One would have expected, with so much money at stake, our holiday hopes and ambitions to be among the best examined and surveyed aspects of our lives, yet much of the publicised research is unilluminating and some of it even comical in its banality. A survey published on the internet in May by NOP revealed that, even though holidaymakers are flying to ever more exotic destinations, more than a quarter choose to stay in their rooms rather than explore their surroundings. It could be that this figure includes the one in ten which the same survey reveals is on holiday only for sex. But what are the others doing?

There is a tiny bit of good news for the romance seekers: holiday romances do last - for a bit, anyway. Escape Routes found six out of ten Britons claimed to have had a holiday fling: 40 per cent of these flings ended with the holiday; a further 33 per cent petered out after a few letters; but 14 per cent lasted for six months. And that still leaves 13 per cent. Who knows, they may still be together.
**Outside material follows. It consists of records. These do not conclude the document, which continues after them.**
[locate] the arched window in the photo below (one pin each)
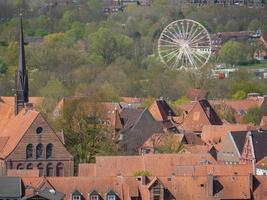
(20, 166)
(49, 150)
(49, 169)
(60, 169)
(29, 150)
(39, 151)
(40, 167)
(29, 166)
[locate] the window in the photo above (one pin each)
(39, 151)
(111, 197)
(40, 166)
(20, 166)
(60, 169)
(29, 166)
(94, 197)
(39, 130)
(29, 150)
(49, 150)
(49, 170)
(76, 197)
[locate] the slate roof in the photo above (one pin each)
(195, 94)
(138, 127)
(156, 164)
(129, 117)
(239, 138)
(200, 115)
(214, 134)
(15, 129)
(260, 144)
(47, 193)
(161, 110)
(181, 187)
(10, 187)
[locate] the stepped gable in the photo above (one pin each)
(161, 111)
(214, 134)
(195, 94)
(259, 139)
(239, 138)
(15, 129)
(137, 129)
(200, 115)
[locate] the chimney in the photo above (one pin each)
(210, 185)
(142, 179)
(208, 112)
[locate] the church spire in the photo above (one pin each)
(22, 89)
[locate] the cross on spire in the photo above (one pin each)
(21, 79)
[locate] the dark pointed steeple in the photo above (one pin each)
(22, 88)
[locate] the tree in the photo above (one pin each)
(240, 94)
(3, 66)
(109, 46)
(254, 25)
(232, 25)
(254, 48)
(85, 136)
(231, 53)
(171, 145)
(253, 115)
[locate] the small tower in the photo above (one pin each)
(21, 79)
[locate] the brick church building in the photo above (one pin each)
(27, 140)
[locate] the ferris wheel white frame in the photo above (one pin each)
(184, 44)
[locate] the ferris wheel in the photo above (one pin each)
(184, 44)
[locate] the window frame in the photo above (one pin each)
(76, 197)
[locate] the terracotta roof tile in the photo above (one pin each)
(128, 165)
(23, 173)
(7, 107)
(195, 94)
(160, 110)
(214, 134)
(200, 115)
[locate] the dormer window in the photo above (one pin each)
(76, 195)
(111, 195)
(39, 130)
(94, 195)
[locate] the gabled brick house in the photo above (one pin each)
(27, 140)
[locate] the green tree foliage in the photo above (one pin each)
(254, 25)
(3, 66)
(142, 173)
(240, 94)
(170, 145)
(85, 137)
(182, 100)
(253, 116)
(246, 87)
(231, 53)
(108, 46)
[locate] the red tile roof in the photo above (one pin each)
(180, 187)
(160, 110)
(195, 94)
(7, 107)
(23, 173)
(15, 129)
(214, 134)
(128, 165)
(200, 115)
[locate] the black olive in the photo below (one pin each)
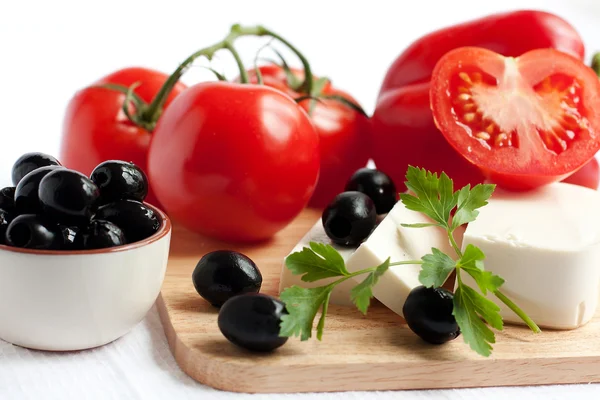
(252, 321)
(120, 180)
(428, 313)
(34, 232)
(101, 234)
(68, 196)
(135, 219)
(350, 218)
(222, 274)
(377, 185)
(71, 237)
(30, 162)
(5, 219)
(7, 198)
(27, 200)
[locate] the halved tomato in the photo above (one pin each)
(524, 121)
(588, 175)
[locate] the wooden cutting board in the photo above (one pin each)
(373, 352)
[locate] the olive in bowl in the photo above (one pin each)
(78, 299)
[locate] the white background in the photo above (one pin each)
(50, 49)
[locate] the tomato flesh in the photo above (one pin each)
(523, 121)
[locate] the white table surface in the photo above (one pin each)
(48, 50)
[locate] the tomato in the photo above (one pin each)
(344, 133)
(588, 175)
(510, 34)
(404, 134)
(524, 121)
(95, 128)
(236, 162)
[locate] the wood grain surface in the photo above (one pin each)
(373, 352)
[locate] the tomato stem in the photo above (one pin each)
(596, 64)
(152, 112)
(238, 60)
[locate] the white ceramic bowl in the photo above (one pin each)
(74, 300)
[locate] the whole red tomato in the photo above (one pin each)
(344, 132)
(404, 132)
(510, 34)
(96, 129)
(234, 161)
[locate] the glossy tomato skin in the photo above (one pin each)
(404, 134)
(236, 162)
(588, 175)
(510, 34)
(344, 133)
(95, 129)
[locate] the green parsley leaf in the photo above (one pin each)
(318, 262)
(469, 200)
(362, 293)
(434, 195)
(435, 268)
(469, 308)
(472, 263)
(302, 305)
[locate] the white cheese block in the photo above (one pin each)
(390, 239)
(546, 245)
(341, 293)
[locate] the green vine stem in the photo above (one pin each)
(152, 112)
(596, 64)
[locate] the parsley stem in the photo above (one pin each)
(410, 262)
(509, 303)
(454, 244)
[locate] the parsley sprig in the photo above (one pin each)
(435, 197)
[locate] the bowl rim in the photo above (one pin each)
(164, 229)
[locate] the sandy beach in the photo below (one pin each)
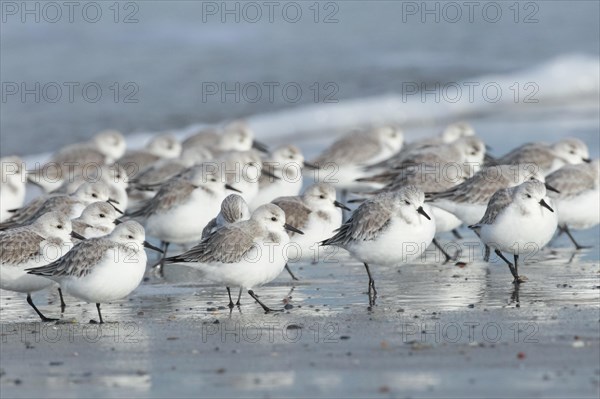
(437, 331)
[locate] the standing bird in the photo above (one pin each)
(517, 220)
(36, 244)
(182, 207)
(249, 254)
(388, 229)
(97, 219)
(317, 213)
(287, 164)
(429, 178)
(469, 200)
(103, 269)
(342, 163)
(577, 202)
(71, 205)
(233, 209)
(12, 185)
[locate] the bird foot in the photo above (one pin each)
(520, 279)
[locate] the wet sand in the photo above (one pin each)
(437, 331)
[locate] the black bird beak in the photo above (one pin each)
(545, 205)
(112, 202)
(266, 172)
(549, 187)
(311, 166)
(77, 235)
(260, 146)
(422, 212)
(340, 205)
(150, 246)
(230, 187)
(292, 228)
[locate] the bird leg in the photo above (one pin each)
(510, 266)
(238, 303)
(287, 268)
(519, 279)
(265, 307)
(439, 246)
(231, 305)
(99, 316)
(372, 290)
(63, 305)
(158, 266)
(44, 318)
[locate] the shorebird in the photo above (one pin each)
(518, 220)
(388, 229)
(36, 244)
(248, 254)
(317, 213)
(102, 269)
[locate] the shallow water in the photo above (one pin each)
(436, 331)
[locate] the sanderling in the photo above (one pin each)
(153, 176)
(430, 179)
(344, 161)
(387, 229)
(182, 207)
(287, 163)
(469, 200)
(164, 146)
(106, 147)
(97, 219)
(102, 269)
(115, 176)
(548, 157)
(242, 171)
(317, 213)
(518, 220)
(249, 254)
(71, 205)
(577, 202)
(36, 244)
(12, 185)
(465, 155)
(233, 209)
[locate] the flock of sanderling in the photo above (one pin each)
(236, 210)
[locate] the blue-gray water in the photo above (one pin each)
(175, 48)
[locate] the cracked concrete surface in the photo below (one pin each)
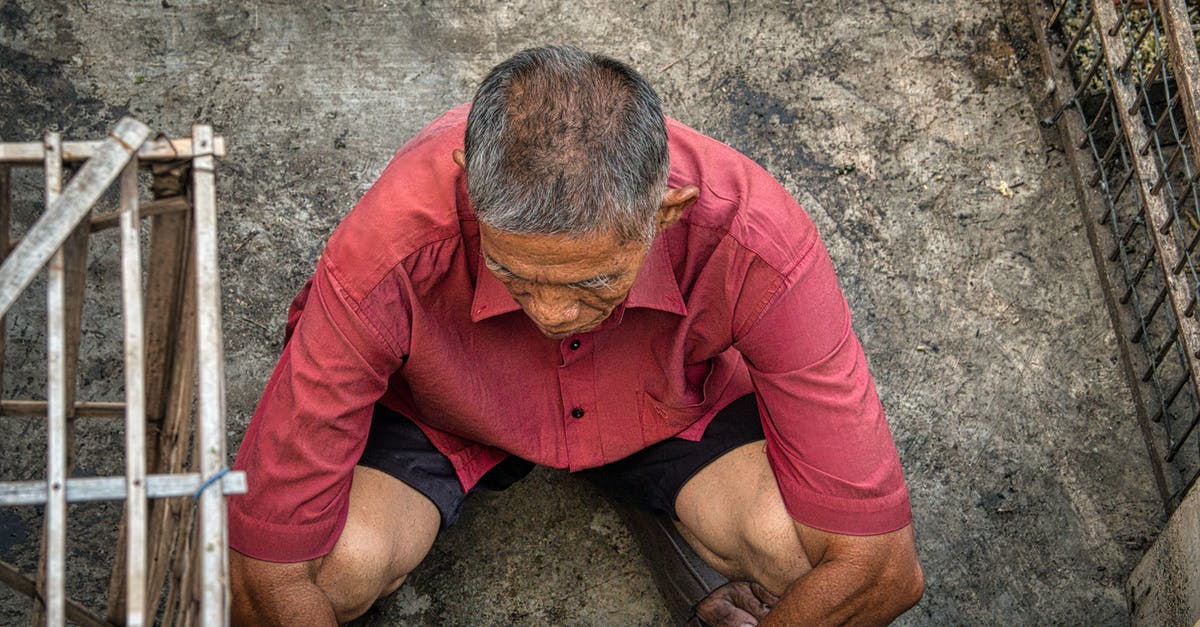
(909, 131)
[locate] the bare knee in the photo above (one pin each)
(768, 547)
(388, 532)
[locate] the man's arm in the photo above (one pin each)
(855, 579)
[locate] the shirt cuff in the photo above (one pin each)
(275, 542)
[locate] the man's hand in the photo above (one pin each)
(733, 604)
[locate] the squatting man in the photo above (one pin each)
(557, 274)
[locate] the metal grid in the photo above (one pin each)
(172, 320)
(1123, 78)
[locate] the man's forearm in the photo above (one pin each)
(839, 591)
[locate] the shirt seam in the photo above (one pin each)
(357, 303)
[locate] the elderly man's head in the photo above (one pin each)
(567, 167)
(564, 142)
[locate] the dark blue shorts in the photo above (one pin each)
(649, 478)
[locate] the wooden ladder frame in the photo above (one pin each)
(173, 354)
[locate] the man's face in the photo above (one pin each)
(565, 285)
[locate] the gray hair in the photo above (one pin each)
(564, 142)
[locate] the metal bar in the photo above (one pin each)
(135, 402)
(160, 149)
(214, 560)
(1091, 201)
(37, 408)
(57, 396)
(1156, 207)
(1179, 445)
(22, 584)
(88, 489)
(60, 218)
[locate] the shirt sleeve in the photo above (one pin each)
(311, 425)
(827, 437)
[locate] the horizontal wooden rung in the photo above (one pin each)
(150, 208)
(83, 408)
(34, 153)
(113, 488)
(21, 583)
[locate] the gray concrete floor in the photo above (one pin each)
(909, 131)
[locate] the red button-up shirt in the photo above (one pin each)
(738, 297)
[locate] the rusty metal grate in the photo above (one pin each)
(1123, 78)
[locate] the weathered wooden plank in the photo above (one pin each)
(211, 455)
(37, 408)
(1186, 63)
(136, 614)
(5, 228)
(52, 571)
(172, 521)
(19, 583)
(60, 219)
(87, 489)
(112, 219)
(30, 153)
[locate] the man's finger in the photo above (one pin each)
(735, 604)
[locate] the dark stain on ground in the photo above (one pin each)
(13, 533)
(761, 124)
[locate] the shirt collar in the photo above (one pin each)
(655, 287)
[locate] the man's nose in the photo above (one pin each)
(551, 310)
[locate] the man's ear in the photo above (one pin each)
(675, 202)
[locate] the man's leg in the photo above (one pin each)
(389, 530)
(732, 514)
(403, 491)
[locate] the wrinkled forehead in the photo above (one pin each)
(528, 251)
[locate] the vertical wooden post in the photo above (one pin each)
(214, 557)
(135, 401)
(5, 228)
(169, 378)
(57, 460)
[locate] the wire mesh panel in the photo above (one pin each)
(1123, 77)
(172, 336)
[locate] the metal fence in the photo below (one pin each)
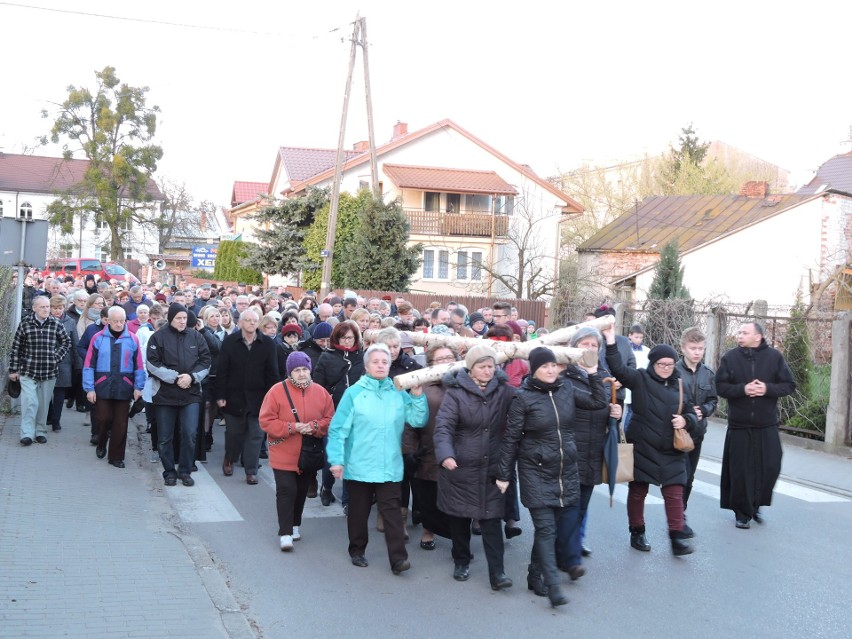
(804, 412)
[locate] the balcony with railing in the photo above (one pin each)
(460, 224)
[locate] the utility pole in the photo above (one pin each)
(359, 38)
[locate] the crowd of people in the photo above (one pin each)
(308, 385)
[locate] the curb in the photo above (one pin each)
(234, 620)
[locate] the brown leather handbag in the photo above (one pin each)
(682, 439)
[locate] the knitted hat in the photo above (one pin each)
(174, 309)
(661, 351)
(440, 329)
(516, 328)
(478, 352)
(291, 328)
(297, 359)
(540, 356)
(322, 330)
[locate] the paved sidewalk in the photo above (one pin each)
(89, 550)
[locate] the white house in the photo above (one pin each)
(732, 247)
(29, 184)
(474, 209)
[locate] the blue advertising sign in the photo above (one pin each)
(204, 256)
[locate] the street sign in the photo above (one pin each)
(35, 250)
(204, 257)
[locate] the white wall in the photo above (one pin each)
(767, 261)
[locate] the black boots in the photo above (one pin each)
(556, 596)
(638, 539)
(680, 545)
(499, 580)
(535, 582)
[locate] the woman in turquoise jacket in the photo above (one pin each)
(364, 449)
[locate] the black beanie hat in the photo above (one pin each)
(174, 309)
(540, 356)
(661, 351)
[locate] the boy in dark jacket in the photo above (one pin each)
(700, 387)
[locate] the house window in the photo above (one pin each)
(428, 263)
(479, 203)
(476, 266)
(453, 203)
(469, 265)
(436, 264)
(431, 201)
(504, 205)
(461, 266)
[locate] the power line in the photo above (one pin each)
(182, 25)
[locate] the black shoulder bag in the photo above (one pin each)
(312, 457)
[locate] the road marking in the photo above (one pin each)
(203, 503)
(782, 487)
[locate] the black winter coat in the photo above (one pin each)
(655, 401)
(540, 436)
(172, 353)
(741, 366)
(700, 388)
(590, 427)
(337, 370)
(313, 350)
(469, 428)
(245, 375)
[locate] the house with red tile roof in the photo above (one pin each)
(737, 248)
(29, 183)
(467, 203)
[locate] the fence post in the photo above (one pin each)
(837, 417)
(711, 351)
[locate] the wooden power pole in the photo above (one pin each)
(359, 38)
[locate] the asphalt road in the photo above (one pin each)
(789, 577)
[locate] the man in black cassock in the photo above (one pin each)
(752, 377)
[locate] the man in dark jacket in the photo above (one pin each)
(752, 377)
(179, 360)
(248, 368)
(317, 342)
(700, 387)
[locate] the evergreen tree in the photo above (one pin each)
(379, 258)
(669, 309)
(279, 248)
(668, 275)
(230, 259)
(315, 237)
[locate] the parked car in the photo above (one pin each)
(77, 267)
(120, 274)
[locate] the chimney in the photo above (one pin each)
(755, 189)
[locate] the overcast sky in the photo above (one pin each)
(550, 84)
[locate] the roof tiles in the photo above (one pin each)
(692, 220)
(447, 180)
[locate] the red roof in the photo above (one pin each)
(429, 178)
(303, 163)
(39, 174)
(248, 191)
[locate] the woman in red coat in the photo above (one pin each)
(314, 410)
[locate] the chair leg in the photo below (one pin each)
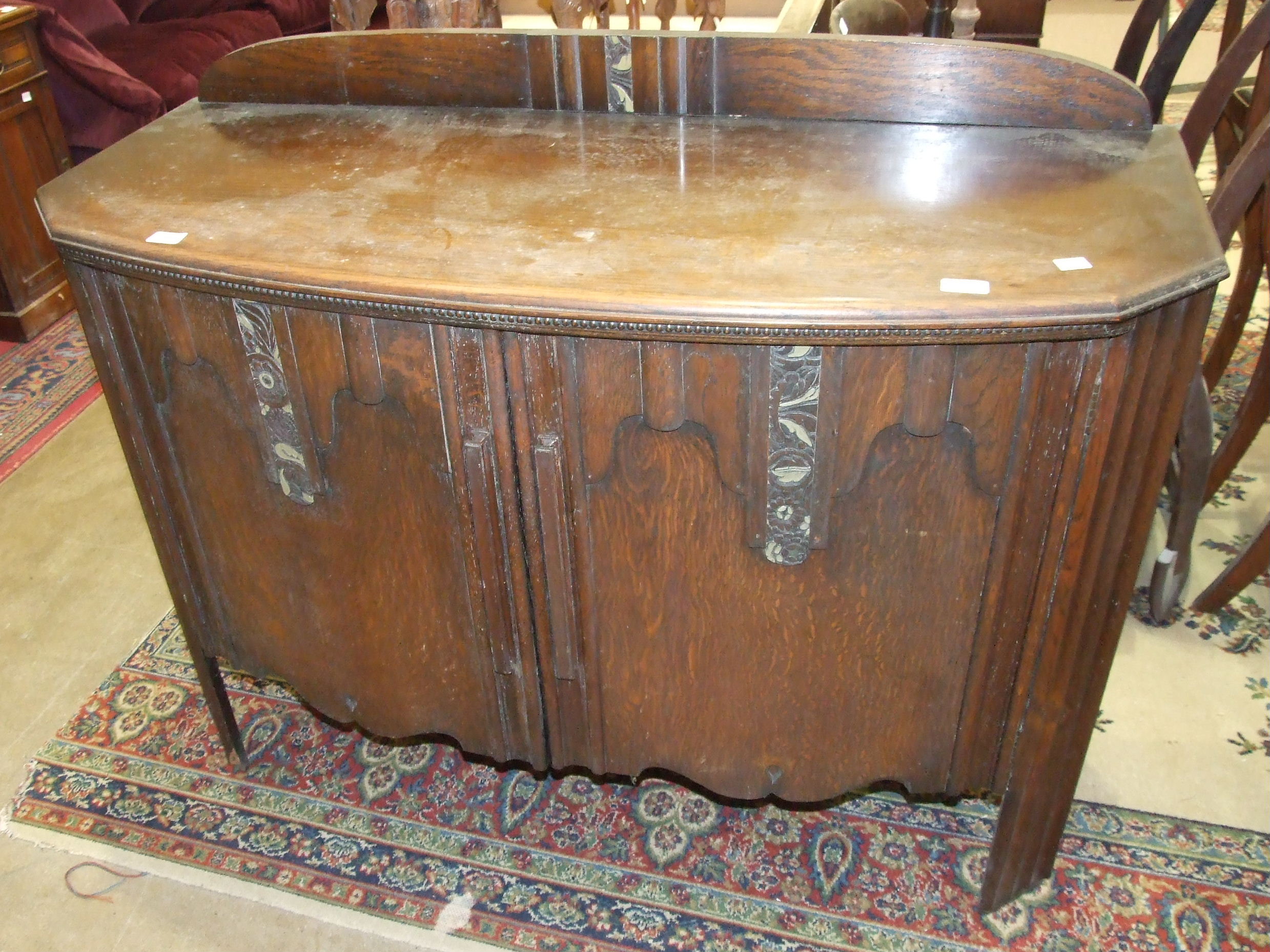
(1254, 410)
(1249, 276)
(219, 706)
(1186, 496)
(1254, 560)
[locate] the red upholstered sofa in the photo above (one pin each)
(115, 65)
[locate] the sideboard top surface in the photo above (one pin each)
(652, 219)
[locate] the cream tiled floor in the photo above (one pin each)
(80, 586)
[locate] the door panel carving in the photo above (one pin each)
(761, 512)
(308, 441)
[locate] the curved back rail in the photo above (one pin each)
(883, 79)
(1210, 106)
(1169, 59)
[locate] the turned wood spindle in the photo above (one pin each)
(965, 17)
(938, 19)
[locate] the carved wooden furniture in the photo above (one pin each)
(33, 291)
(658, 440)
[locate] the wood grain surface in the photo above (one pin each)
(617, 225)
(760, 504)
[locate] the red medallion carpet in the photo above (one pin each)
(409, 834)
(45, 384)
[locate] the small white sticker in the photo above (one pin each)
(965, 286)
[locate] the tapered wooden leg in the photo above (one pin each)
(1194, 453)
(1254, 560)
(1083, 625)
(219, 705)
(1254, 411)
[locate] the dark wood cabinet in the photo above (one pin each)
(1011, 20)
(658, 440)
(33, 291)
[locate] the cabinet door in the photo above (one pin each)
(28, 259)
(343, 490)
(767, 568)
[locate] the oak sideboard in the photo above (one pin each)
(710, 403)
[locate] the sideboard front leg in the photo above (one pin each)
(219, 706)
(1130, 441)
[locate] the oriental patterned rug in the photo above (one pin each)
(408, 834)
(45, 384)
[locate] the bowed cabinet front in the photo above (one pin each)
(474, 406)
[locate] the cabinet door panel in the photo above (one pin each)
(776, 589)
(343, 527)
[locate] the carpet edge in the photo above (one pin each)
(359, 921)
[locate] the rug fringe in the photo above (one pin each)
(418, 936)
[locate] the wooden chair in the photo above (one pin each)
(1194, 475)
(1253, 161)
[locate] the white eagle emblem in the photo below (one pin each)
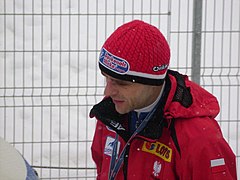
(156, 168)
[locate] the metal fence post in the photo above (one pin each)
(196, 40)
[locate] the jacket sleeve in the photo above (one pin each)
(209, 160)
(96, 148)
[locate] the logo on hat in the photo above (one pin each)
(160, 68)
(113, 63)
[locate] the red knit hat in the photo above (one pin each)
(136, 52)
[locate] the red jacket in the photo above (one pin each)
(189, 145)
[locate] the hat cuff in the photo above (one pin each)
(132, 78)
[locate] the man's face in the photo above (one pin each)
(128, 96)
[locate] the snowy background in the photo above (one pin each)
(49, 77)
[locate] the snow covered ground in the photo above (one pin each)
(49, 77)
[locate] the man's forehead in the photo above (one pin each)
(115, 79)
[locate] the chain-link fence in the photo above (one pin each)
(49, 78)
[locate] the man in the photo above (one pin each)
(154, 123)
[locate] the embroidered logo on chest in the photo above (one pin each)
(156, 168)
(109, 146)
(158, 149)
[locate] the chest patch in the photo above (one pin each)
(109, 146)
(158, 149)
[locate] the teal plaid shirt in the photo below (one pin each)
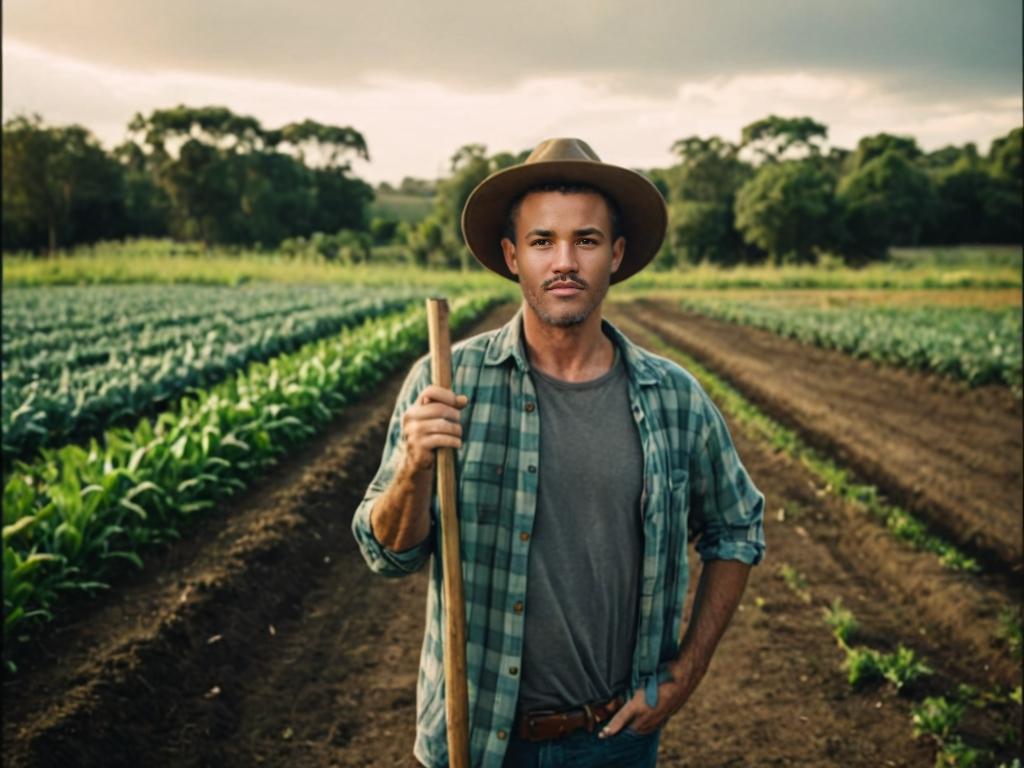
(694, 483)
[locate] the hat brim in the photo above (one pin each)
(643, 215)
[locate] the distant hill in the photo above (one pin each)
(401, 207)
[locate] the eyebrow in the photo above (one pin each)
(587, 230)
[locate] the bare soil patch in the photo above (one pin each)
(287, 650)
(951, 455)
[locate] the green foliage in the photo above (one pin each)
(980, 346)
(1010, 632)
(833, 476)
(71, 515)
(58, 186)
(773, 136)
(938, 717)
(80, 359)
(841, 621)
(887, 201)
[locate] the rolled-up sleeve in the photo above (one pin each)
(727, 509)
(381, 559)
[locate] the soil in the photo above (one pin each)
(263, 639)
(951, 455)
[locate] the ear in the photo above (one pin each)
(508, 250)
(617, 252)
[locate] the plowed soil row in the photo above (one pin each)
(267, 641)
(952, 456)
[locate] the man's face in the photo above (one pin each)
(563, 254)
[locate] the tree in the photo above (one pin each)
(228, 180)
(1005, 158)
(58, 186)
(870, 147)
(888, 201)
(787, 209)
(773, 136)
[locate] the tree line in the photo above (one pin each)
(201, 174)
(778, 194)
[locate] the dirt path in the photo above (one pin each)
(287, 650)
(951, 455)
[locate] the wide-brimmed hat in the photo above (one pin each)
(642, 211)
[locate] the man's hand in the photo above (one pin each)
(431, 422)
(721, 585)
(672, 694)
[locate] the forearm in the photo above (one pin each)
(719, 591)
(400, 517)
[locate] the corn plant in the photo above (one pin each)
(841, 621)
(937, 717)
(980, 346)
(49, 399)
(71, 514)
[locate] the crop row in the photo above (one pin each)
(56, 318)
(75, 512)
(44, 408)
(980, 346)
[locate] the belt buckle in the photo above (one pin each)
(591, 718)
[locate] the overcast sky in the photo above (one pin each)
(420, 79)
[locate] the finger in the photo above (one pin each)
(428, 427)
(434, 393)
(620, 721)
(432, 411)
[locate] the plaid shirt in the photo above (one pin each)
(693, 483)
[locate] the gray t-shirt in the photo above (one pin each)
(585, 558)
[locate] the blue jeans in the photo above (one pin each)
(582, 750)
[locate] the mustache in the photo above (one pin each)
(572, 279)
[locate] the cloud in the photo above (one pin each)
(925, 45)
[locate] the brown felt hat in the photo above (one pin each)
(642, 211)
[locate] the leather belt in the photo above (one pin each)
(543, 725)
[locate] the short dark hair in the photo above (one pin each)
(564, 188)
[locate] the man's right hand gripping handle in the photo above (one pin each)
(400, 518)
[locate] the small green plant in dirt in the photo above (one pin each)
(902, 667)
(863, 666)
(956, 754)
(937, 717)
(841, 621)
(1010, 632)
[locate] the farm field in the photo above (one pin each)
(262, 638)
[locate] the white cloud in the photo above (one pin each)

The research that will send shivers down the spines of high-street travel agents is Mintel's finding earlier this year that we may finally be tiring of package holidays and be entering the age of the "independent" holidaymaker. These independent travellers want to assemble their own packages, seek out their own (cheap) flights and accommodation, and have been given a boost by the success of the new no-frills airlines. Currently hovering around 50 per cent of the market volume, independent holidays will soon become the majority, says Mintel.

But the really major change to the industry will be the advent of the A3XX - Airbus Industrie's new 656-seater superjumbo, scheduled to enter into service by 2005. The 580-tonne passenger plane has so far cost £8bn to develop and has the backing of four governments (Britain, France, Germany and Spain), which are contributing a third of the costs.

It brings a raft of problems, including environmental concerns, all of which are existing problems writ large. For example, will the airports be able to cope? Probably not. A Department of Environment report released last month predicted that four new Gatwicks would be needed to meet demand over the next 20 years. The report predicts that passenger numbers will more than double from 160 million a year now to 333 million a year by 2015. But Heathrow's Terminal 5 caused enough problems. Will residents near airports put up with, first, the extension of airports and expansion of runways and, second, more aircraft noise? Then there is the loading. Some estimates say boarding and disembarking could take two hours - although Airbus says this is too pessimistic.

The future of these new giants will depend on passenger enthusiasm. Maybe Airbus executives should get down to Gatwick early one holiday weekend morning and ask the punters in the check-in lines whether they would like to add another two hours on the tarmac to the endless chain of waiting.

Meanwhile, if you are taking a holiday to escape reports of Britain's soaring crime rate, think again. University of Plymouth researchers recently found that British holidaymakers were 15 times more likely to be robbed abroad than if they stayed at home.